Visualize task graphs
---------------------

.. currentmodule:: dask

.. autosummary::
   visualize

Before executing your computation you might consider visualizing the underlying task graph.
By looking at the inter-connectedness of tasks
you can learn more about potential bottlenecks
where parallelism may not be possile,
or areas where many tasks depend on each other,
which may cause a great deal of communication.
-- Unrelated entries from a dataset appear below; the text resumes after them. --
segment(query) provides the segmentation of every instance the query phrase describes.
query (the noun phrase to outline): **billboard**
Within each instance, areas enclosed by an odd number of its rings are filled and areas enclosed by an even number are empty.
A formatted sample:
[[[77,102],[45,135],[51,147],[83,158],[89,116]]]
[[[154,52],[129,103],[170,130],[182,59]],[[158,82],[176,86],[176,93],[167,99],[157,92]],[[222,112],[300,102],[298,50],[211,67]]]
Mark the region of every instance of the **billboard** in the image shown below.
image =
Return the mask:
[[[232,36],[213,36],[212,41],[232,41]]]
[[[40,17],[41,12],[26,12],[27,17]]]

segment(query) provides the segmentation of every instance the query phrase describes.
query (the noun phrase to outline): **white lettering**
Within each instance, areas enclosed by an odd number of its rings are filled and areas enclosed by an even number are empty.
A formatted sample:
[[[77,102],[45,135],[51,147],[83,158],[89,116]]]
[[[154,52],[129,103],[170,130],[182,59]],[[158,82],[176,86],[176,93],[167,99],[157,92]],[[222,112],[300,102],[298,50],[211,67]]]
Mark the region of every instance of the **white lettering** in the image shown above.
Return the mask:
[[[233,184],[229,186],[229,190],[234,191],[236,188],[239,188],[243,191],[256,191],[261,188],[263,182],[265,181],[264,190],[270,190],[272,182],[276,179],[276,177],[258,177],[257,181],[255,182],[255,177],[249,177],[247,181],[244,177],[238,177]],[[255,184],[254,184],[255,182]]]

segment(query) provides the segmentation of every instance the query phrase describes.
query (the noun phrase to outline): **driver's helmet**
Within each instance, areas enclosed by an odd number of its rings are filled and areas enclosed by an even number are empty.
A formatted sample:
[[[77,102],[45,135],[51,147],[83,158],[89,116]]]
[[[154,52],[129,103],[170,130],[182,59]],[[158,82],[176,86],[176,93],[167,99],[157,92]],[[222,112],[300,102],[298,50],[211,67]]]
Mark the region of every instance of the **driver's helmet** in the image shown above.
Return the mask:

The ``.visualize`` method and ``dask.visualize`` function work exactly like
the ``.compute`` method and ``dask.compute`` function,
except that rather than computing the result,
they produce an image of the task graph.

.. code-block:: python

   import dask.array as da
   x = da.ones((15, 15), chunks=(5, 5))

   y = x + x.T

   # y.compute()
   y.visualize(filename='transpose.svg')

.. image:: images/transpose.svg
   :alt: Dask task graph for adding an array to its transpose

Note that the ``visualize`` function is powered by the `GraphViz <https://www.graphviz.org/>`_
system library.  This library has a few considerations:

1.  You must install both the graphviz system library (with tools like apt-get, yum, or brew)
    *and* the graphviz Python library.
    If you use Conda then you need to install ``python-graphviz``,
    which will bring along the ``graphviz`` system library as a dependency.
2.  Graphviz takes a while on graphs larger than about 100 nodes.
    For large computations you might have to simplify your computation a bit
    for the visualize method to work well.